The Introduction provides a detailed background to the work of the committee and how these recommendations are intended to be used. Systems thinking should be the first area to examine after the Introduction as it provides evidence-based recommendation for change management and a checklist to start your unit’s self-evaluation. The committee believes this approach will ease the adoption of topical evidence-based best practices.

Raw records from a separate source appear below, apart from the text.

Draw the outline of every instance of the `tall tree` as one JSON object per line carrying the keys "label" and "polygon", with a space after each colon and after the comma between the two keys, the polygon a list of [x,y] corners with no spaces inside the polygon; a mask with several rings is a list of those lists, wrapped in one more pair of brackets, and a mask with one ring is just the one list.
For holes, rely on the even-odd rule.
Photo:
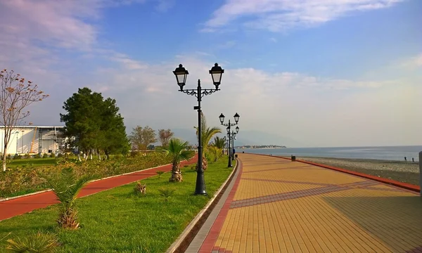
{"label": "tall tree", "polygon": [[110,153],[129,150],[123,118],[115,100],[104,100],[101,93],[85,87],[69,98],[63,109],[68,112],[60,115],[65,124],[64,135],[72,140],[74,148],[90,155],[93,150],[98,153],[103,150],[108,157]]}
{"label": "tall tree", "polygon": [[49,97],[38,86],[26,81],[13,70],[0,72],[1,91],[0,91],[0,124],[4,126],[4,150],[3,152],[3,171],[6,171],[6,157],[13,127],[18,122],[30,115],[25,111],[32,103],[42,101]]}
{"label": "tall tree", "polygon": [[146,150],[150,144],[157,141],[155,131],[148,126],[143,128],[136,126],[133,129],[129,138],[132,145],[136,146],[138,150]]}
{"label": "tall tree", "polygon": [[170,129],[159,129],[158,130],[158,138],[160,138],[160,141],[161,142],[161,145],[162,147],[167,147],[169,145],[169,141],[173,137],[174,133]]}

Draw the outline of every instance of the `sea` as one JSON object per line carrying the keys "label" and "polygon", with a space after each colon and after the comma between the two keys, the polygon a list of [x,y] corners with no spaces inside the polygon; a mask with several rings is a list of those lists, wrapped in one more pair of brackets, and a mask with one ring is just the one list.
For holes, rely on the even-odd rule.
{"label": "sea", "polygon": [[300,157],[376,159],[382,160],[411,162],[419,161],[422,145],[387,147],[347,147],[347,148],[237,148],[236,153],[265,154],[273,155]]}

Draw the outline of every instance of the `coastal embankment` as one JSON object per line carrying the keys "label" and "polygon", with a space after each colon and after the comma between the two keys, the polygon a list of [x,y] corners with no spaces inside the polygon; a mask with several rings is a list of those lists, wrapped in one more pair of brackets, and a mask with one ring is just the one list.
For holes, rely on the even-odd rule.
{"label": "coastal embankment", "polygon": [[419,186],[419,165],[416,162],[309,157],[296,158]]}

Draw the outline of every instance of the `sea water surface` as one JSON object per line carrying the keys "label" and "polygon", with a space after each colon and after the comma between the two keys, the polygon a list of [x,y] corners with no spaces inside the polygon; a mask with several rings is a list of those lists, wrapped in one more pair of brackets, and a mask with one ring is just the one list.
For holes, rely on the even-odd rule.
{"label": "sea water surface", "polygon": [[422,145],[348,148],[237,148],[236,153],[250,153],[273,155],[318,157],[335,158],[376,159],[383,160],[419,161]]}

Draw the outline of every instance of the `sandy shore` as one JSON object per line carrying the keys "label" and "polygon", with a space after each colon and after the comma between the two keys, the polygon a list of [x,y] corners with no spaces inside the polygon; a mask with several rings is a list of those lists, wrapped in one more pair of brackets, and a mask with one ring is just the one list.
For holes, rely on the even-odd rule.
{"label": "sandy shore", "polygon": [[399,182],[419,185],[419,164],[416,162],[302,157],[296,158],[396,180]]}

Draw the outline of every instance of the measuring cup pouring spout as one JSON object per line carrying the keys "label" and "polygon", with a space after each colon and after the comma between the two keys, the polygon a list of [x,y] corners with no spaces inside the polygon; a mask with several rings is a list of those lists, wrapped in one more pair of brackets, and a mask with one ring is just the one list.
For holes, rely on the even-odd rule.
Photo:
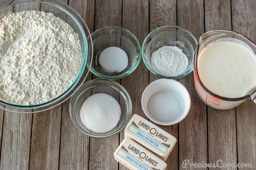
{"label": "measuring cup pouring spout", "polygon": [[250,99],[256,103],[256,87],[247,95],[236,98],[223,97],[209,90],[202,83],[198,71],[198,57],[208,46],[221,41],[238,43],[249,49],[256,57],[256,45],[249,38],[238,32],[227,30],[216,30],[206,33],[201,36],[194,53],[193,66],[195,86],[200,98],[208,105],[217,109],[226,110],[236,107]]}

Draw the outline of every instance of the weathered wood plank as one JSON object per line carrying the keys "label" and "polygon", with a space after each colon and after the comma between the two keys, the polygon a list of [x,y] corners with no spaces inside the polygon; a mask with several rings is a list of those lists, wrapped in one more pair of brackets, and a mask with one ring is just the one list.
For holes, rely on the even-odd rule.
{"label": "weathered wood plank", "polygon": [[0,169],[28,168],[32,121],[31,114],[5,112]]}
{"label": "weathered wood plank", "polygon": [[[206,32],[232,29],[231,6],[229,0],[205,2]],[[224,163],[236,164],[235,109],[207,109],[209,162],[221,159]]]}
{"label": "weathered wood plank", "polygon": [[[149,4],[146,0],[123,0],[123,27],[133,33],[141,46],[149,32]],[[127,90],[132,99],[132,116],[137,114],[145,119],[141,104],[142,93],[148,84],[148,71],[142,59],[137,68],[130,75],[122,79],[121,85]],[[120,142],[123,139],[123,130],[120,133]],[[119,169],[128,169],[119,164]]]}
{"label": "weathered wood plank", "polygon": [[[122,2],[97,0],[95,4],[95,30],[109,26],[122,26]],[[93,79],[97,78],[93,75]],[[115,81],[120,83],[120,80]],[[113,154],[119,145],[119,134],[108,138],[91,139],[90,169],[117,169]]]}
{"label": "weathered wood plank", "polygon": [[30,169],[58,168],[61,106],[34,114]]}
{"label": "weathered wood plank", "polygon": [[[2,148],[2,141],[3,140],[3,129],[4,125],[4,117],[5,111],[0,109],[0,151]],[[0,152],[0,160],[1,160],[1,152]],[[0,162],[0,164],[1,162]]]}
{"label": "weathered wood plank", "polygon": [[[69,1],[68,5],[81,16],[91,33],[94,27],[94,0]],[[86,81],[91,79],[90,73]],[[69,116],[70,101],[69,99],[62,104],[59,169],[88,169],[90,138],[73,124]]]}
{"label": "weathered wood plank", "polygon": [[[150,31],[159,27],[177,25],[176,3],[176,0],[150,1],[149,29]],[[150,83],[160,79],[160,77],[150,72]],[[172,126],[163,126],[157,125],[151,121],[150,121],[170,133],[178,140],[178,124]],[[178,168],[178,143],[177,142],[166,161],[167,169],[171,168],[173,169],[177,169]]]}
{"label": "weathered wood plank", "polygon": [[[191,32],[198,40],[204,32],[204,1],[178,0],[177,24]],[[179,167],[182,169],[184,161],[207,162],[206,107],[195,90],[191,73],[179,79],[190,95],[191,106],[187,117],[179,123]],[[187,167],[187,169],[192,169]]]}
{"label": "weathered wood plank", "polygon": [[[233,30],[256,42],[256,12],[253,0],[232,1]],[[237,107],[238,162],[256,167],[256,105],[248,100]]]}

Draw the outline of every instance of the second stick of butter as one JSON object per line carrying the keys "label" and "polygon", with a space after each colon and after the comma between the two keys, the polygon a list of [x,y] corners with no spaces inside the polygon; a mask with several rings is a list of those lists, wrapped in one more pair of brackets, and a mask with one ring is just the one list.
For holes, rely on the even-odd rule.
{"label": "second stick of butter", "polygon": [[124,136],[132,139],[164,161],[177,141],[174,136],[137,114],[126,126]]}

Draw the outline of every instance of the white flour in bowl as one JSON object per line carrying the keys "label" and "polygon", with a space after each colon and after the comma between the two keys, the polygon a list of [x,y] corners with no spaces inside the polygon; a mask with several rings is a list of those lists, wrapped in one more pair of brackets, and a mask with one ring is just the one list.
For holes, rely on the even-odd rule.
{"label": "white flour in bowl", "polygon": [[0,99],[42,103],[60,95],[77,76],[81,50],[77,35],[50,13],[12,13],[0,21]]}

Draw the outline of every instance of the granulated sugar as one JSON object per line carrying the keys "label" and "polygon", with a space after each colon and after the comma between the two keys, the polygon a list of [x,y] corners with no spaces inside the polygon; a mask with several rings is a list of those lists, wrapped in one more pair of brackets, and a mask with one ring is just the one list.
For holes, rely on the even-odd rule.
{"label": "granulated sugar", "polygon": [[100,54],[99,62],[107,72],[120,72],[128,66],[128,57],[124,50],[116,47],[104,49]]}
{"label": "granulated sugar", "polygon": [[150,114],[156,120],[169,122],[179,117],[182,106],[179,99],[171,93],[158,93],[150,99],[147,104]]}
{"label": "granulated sugar", "polygon": [[186,55],[176,46],[162,47],[154,51],[151,58],[154,69],[166,76],[182,74],[186,70],[188,62]]}
{"label": "granulated sugar", "polygon": [[106,132],[114,128],[121,115],[119,103],[114,97],[105,93],[97,93],[89,97],[80,110],[83,123],[97,133]]}

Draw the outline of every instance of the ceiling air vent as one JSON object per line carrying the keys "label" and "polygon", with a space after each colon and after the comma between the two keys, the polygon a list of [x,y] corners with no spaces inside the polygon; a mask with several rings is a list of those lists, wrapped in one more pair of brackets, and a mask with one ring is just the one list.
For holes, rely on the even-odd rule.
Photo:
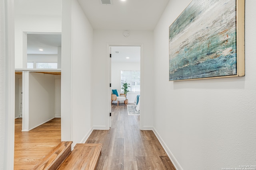
{"label": "ceiling air vent", "polygon": [[102,5],[111,5],[112,4],[112,0],[100,0]]}

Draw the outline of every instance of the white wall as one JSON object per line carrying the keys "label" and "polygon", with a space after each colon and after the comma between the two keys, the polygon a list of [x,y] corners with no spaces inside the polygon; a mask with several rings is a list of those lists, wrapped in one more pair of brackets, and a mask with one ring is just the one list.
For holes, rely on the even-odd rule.
{"label": "white wall", "polygon": [[34,68],[36,68],[36,63],[58,63],[58,55],[28,54],[27,57],[27,61],[33,62]]}
{"label": "white wall", "polygon": [[168,81],[168,27],[190,2],[170,1],[154,31],[155,132],[178,170],[254,165],[256,1],[247,0],[246,76]]}
{"label": "white wall", "polygon": [[55,77],[55,117],[61,117],[61,76],[56,75]]}
{"label": "white wall", "polygon": [[31,72],[28,81],[28,127],[31,130],[55,117],[55,80],[53,75]]}
{"label": "white wall", "polygon": [[[143,56],[141,63],[141,112],[146,113],[140,117],[141,128],[152,126],[153,123],[153,102],[151,91],[154,82],[153,75],[153,32],[130,31],[128,37],[123,35],[123,31],[94,30],[94,31],[93,57],[92,67],[92,111],[94,127],[99,129],[109,129],[109,104],[110,99],[108,87],[109,50],[108,45],[142,45]],[[142,67],[142,66],[143,66]],[[146,71],[144,71],[147,70]],[[145,92],[145,93],[144,92]],[[105,102],[98,102],[99,98]],[[144,103],[149,107],[143,107]],[[100,107],[99,107],[99,105]]]}
{"label": "white wall", "polygon": [[[60,6],[61,4],[60,4]],[[48,10],[46,9],[46,11]],[[15,16],[15,68],[26,68],[26,54],[23,43],[26,43],[26,33],[61,32],[61,16],[18,15]],[[25,39],[26,37],[26,39]],[[26,58],[26,57],[25,57]],[[24,68],[26,66],[26,67]]]}
{"label": "white wall", "polygon": [[22,91],[22,74],[15,74],[15,118],[19,117],[21,102]]}
{"label": "white wall", "polygon": [[[84,143],[92,130],[93,29],[76,0],[62,1],[62,141]],[[72,18],[72,19],[71,19]]]}
{"label": "white wall", "polygon": [[[112,89],[118,89],[121,92],[121,70],[140,70],[140,67],[139,63],[112,62],[111,87]],[[128,92],[126,95],[126,98],[128,99],[129,103],[133,103],[137,95],[139,94],[140,93],[135,94]],[[113,102],[117,102],[116,101],[113,101]]]}

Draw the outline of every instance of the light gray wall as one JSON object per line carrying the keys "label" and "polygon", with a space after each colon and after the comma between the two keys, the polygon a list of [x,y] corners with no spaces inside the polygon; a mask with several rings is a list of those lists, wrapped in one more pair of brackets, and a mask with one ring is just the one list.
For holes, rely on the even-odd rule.
{"label": "light gray wall", "polygon": [[53,75],[30,72],[28,81],[30,130],[55,117],[55,79]]}
{"label": "light gray wall", "polygon": [[256,1],[246,1],[244,77],[168,81],[168,27],[190,0],[170,1],[154,30],[154,127],[177,169],[256,164]]}

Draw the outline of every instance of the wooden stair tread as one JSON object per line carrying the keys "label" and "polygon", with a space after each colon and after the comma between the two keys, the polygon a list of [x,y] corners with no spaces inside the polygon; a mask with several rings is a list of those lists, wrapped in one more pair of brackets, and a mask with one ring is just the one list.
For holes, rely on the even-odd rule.
{"label": "wooden stair tread", "polygon": [[72,143],[61,142],[32,170],[56,170],[71,152]]}
{"label": "wooden stair tread", "polygon": [[101,154],[102,144],[78,143],[58,170],[95,170]]}

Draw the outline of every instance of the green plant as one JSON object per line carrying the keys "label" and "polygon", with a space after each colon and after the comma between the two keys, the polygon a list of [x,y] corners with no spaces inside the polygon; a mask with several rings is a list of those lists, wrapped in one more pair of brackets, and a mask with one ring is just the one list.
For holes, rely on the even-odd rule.
{"label": "green plant", "polygon": [[130,86],[130,84],[127,83],[126,82],[124,83],[123,84],[123,87],[122,88],[122,89],[124,90],[124,93],[125,94],[126,96],[126,95],[127,94],[128,92],[130,92],[128,90],[128,87],[131,87]]}

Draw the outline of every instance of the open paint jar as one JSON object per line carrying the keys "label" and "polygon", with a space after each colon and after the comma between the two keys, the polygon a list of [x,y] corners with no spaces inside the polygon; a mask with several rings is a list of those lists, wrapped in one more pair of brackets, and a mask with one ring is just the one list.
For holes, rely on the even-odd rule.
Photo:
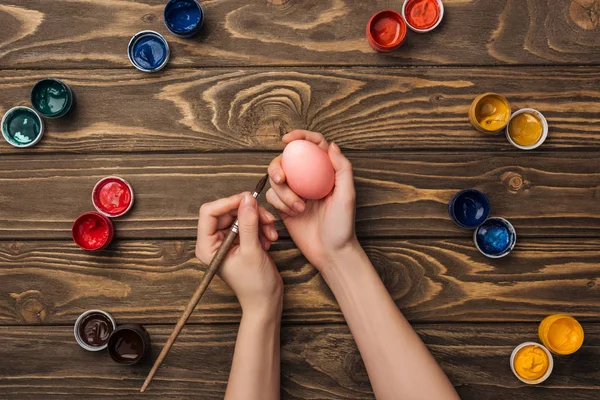
{"label": "open paint jar", "polygon": [[115,228],[108,217],[91,211],[75,220],[71,235],[73,241],[83,250],[102,250],[112,241]]}
{"label": "open paint jar", "polygon": [[31,147],[44,135],[44,121],[29,107],[13,107],[2,117],[2,137],[15,147]]}
{"label": "open paint jar", "polygon": [[110,218],[120,217],[133,205],[133,188],[123,178],[108,176],[94,186],[92,203],[99,213]]}
{"label": "open paint jar", "polygon": [[110,334],[117,328],[113,317],[102,310],[84,312],[75,321],[74,335],[77,343],[88,351],[106,348]]}
{"label": "open paint jar", "polygon": [[138,324],[121,325],[108,339],[108,354],[119,364],[136,364],[150,351],[150,335]]}
{"label": "open paint jar", "polygon": [[194,36],[204,25],[204,12],[196,0],[170,0],[165,6],[165,26],[180,37]]}
{"label": "open paint jar", "polygon": [[157,72],[169,61],[169,44],[158,32],[141,31],[129,41],[127,55],[133,66],[140,71]]}
{"label": "open paint jar", "polygon": [[537,385],[552,374],[554,360],[548,349],[541,344],[525,342],[513,350],[510,356],[510,368],[521,382]]}
{"label": "open paint jar", "polygon": [[373,15],[367,23],[367,40],[374,50],[385,53],[402,45],[406,39],[406,22],[394,10]]}
{"label": "open paint jar", "polygon": [[506,138],[518,149],[533,150],[548,137],[548,121],[541,112],[523,108],[510,117],[506,126]]}
{"label": "open paint jar", "polygon": [[46,118],[60,118],[73,105],[73,92],[63,81],[42,79],[31,89],[31,104]]}
{"label": "open paint jar", "polygon": [[406,0],[402,5],[406,25],[418,33],[434,30],[444,18],[442,0]]}

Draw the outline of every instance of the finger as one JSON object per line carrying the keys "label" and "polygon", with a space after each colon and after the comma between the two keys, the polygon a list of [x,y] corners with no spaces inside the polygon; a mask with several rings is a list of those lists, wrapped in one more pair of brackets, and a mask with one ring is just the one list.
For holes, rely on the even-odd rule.
{"label": "finger", "polygon": [[250,194],[244,194],[238,210],[240,247],[254,249],[260,246],[258,239],[258,204]]}
{"label": "finger", "polygon": [[294,140],[308,140],[309,142],[313,142],[318,145],[323,150],[327,151],[329,148],[329,144],[323,135],[318,132],[305,131],[302,129],[296,129],[286,134],[281,138],[283,143],[288,144],[293,142]]}
{"label": "finger", "polygon": [[286,184],[278,185],[271,182],[271,189],[275,191],[277,197],[288,206],[289,209],[301,213],[306,209],[306,204],[294,191]]}
{"label": "finger", "polygon": [[273,188],[270,188],[267,191],[266,196],[267,202],[269,202],[270,205],[275,207],[275,209],[280,213],[287,214],[291,217],[295,217],[296,215],[298,215],[296,211],[292,210],[291,208],[286,206],[283,201],[281,201],[281,199],[279,198],[279,196],[277,196],[277,193],[275,193],[275,190],[273,190]]}
{"label": "finger", "polygon": [[271,181],[282,184],[285,182],[285,173],[283,172],[283,168],[281,167],[281,155],[275,157],[273,161],[269,164],[269,168],[267,170],[269,172],[269,177]]}
{"label": "finger", "polygon": [[200,207],[200,217],[198,218],[198,237],[213,235],[219,229],[219,217],[236,210],[241,200],[242,195],[236,194],[211,203],[204,203]]}

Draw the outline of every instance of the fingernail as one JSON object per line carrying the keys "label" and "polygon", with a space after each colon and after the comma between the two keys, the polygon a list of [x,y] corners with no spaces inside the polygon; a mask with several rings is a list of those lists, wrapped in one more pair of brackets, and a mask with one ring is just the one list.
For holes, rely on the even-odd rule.
{"label": "fingernail", "polygon": [[301,201],[297,201],[294,203],[294,210],[298,212],[304,211],[304,204]]}

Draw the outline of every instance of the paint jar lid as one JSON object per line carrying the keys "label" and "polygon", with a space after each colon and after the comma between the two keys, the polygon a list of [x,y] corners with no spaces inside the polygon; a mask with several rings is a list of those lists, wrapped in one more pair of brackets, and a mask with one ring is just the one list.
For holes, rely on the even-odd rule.
{"label": "paint jar lid", "polygon": [[196,0],[170,0],[163,17],[167,29],[179,37],[194,36],[204,25],[204,11]]}
{"label": "paint jar lid", "polygon": [[444,18],[444,3],[442,0],[406,0],[402,4],[402,17],[412,31],[430,32]]}
{"label": "paint jar lid", "polygon": [[[530,137],[523,135],[525,129],[536,129],[533,143],[528,141]],[[542,145],[548,137],[548,121],[546,117],[533,108],[522,108],[511,115],[506,125],[506,139],[508,142],[521,150],[533,150]]]}
{"label": "paint jar lid", "polygon": [[448,213],[454,223],[461,228],[475,229],[490,215],[490,201],[476,189],[457,192],[448,203]]}
{"label": "paint jar lid", "polygon": [[394,10],[379,11],[367,23],[367,40],[374,50],[390,52],[406,39],[406,22]]}
{"label": "paint jar lid", "polygon": [[32,108],[17,106],[2,117],[2,137],[15,147],[31,147],[44,135],[44,121]]}
{"label": "paint jar lid", "polygon": [[517,243],[517,232],[508,220],[491,217],[479,225],[473,233],[477,250],[489,258],[508,255]]}
{"label": "paint jar lid", "polygon": [[73,92],[63,81],[45,78],[31,89],[33,108],[46,118],[60,118],[67,114],[73,105]]}
{"label": "paint jar lid", "polygon": [[133,206],[133,188],[123,178],[107,176],[94,186],[92,204],[99,213],[107,217],[120,217]]}
{"label": "paint jar lid", "polygon": [[[525,376],[521,376],[521,374],[519,374],[519,371],[522,367],[515,365],[515,361],[520,356],[527,356],[525,354],[522,354],[522,352],[524,351],[534,352],[534,354],[528,355],[528,357],[538,357],[540,358],[539,361],[545,361],[545,363],[547,363],[545,371],[531,371],[531,373],[534,375],[541,375],[536,379],[528,379]],[[526,363],[525,365],[527,364],[528,366],[531,365],[531,363]],[[539,363],[536,364],[539,365]],[[552,354],[550,354],[548,349],[542,346],[541,344],[536,342],[525,342],[515,347],[512,354],[510,355],[510,369],[521,382],[526,383],[528,385],[537,385],[538,383],[544,382],[552,374],[552,370],[554,369],[554,359],[552,358]]]}
{"label": "paint jar lid", "polygon": [[102,310],[88,310],[75,321],[73,334],[77,343],[88,351],[103,350],[117,328],[113,317]]}
{"label": "paint jar lid", "polygon": [[140,71],[157,72],[169,61],[169,44],[158,32],[141,31],[129,41],[127,55],[133,66]]}
{"label": "paint jar lid", "polygon": [[119,364],[137,364],[150,352],[150,335],[139,324],[125,324],[108,339],[108,354]]}
{"label": "paint jar lid", "polygon": [[73,241],[83,250],[95,251],[106,248],[112,241],[115,228],[112,221],[95,211],[81,214],[73,223]]}

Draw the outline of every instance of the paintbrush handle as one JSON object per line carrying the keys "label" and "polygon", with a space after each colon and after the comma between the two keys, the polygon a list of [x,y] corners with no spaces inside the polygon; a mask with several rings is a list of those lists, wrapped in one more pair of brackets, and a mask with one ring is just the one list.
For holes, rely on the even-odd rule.
{"label": "paintbrush handle", "polygon": [[167,353],[169,352],[169,350],[171,350],[171,347],[173,347],[175,340],[177,340],[177,336],[179,336],[179,333],[181,333],[183,326],[187,322],[188,318],[190,318],[190,315],[192,315],[194,308],[196,308],[196,306],[200,302],[200,299],[202,298],[202,295],[206,291],[206,288],[208,288],[208,285],[210,284],[212,279],[215,277],[215,274],[219,270],[221,263],[227,256],[227,253],[229,252],[229,249],[233,245],[233,242],[235,241],[237,234],[238,234],[238,222],[235,221],[231,230],[225,237],[225,240],[219,247],[219,250],[217,250],[216,254],[214,255],[210,264],[208,265],[208,268],[207,268],[206,272],[204,273],[204,276],[202,277],[202,281],[200,281],[200,284],[196,288],[196,291],[194,292],[192,298],[190,299],[189,303],[185,307],[183,314],[181,315],[181,317],[179,317],[179,320],[177,321],[177,325],[175,325],[175,329],[173,329],[171,336],[169,336],[169,340],[167,340],[167,343],[165,344],[165,346],[161,350],[160,354],[158,355],[158,358],[154,362],[152,369],[148,373],[148,377],[146,377],[146,380],[144,381],[144,384],[142,385],[142,388],[140,389],[141,393],[143,393],[146,390],[146,388],[150,384],[150,381],[156,374],[158,367],[160,367],[160,364],[163,362],[163,360],[167,356]]}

Each topic section has its own recommendations and these also complement other sections.
Consequently, based on the mounting evidence of the neuroprotective aspects of infant family centered developmental care (IFCDC)and the importance of supporting infant mental health (IMH), it is critical that the baby’s behavioral communication and the nurturing relationship of the parent(s)/family be central to managing and delivering care. Practices that support the message and interaction of the baby and parents can no longer be viewed as “additional” or “optional”, but should be integrated as an essential part of medical management, and caregiving for babies and their families.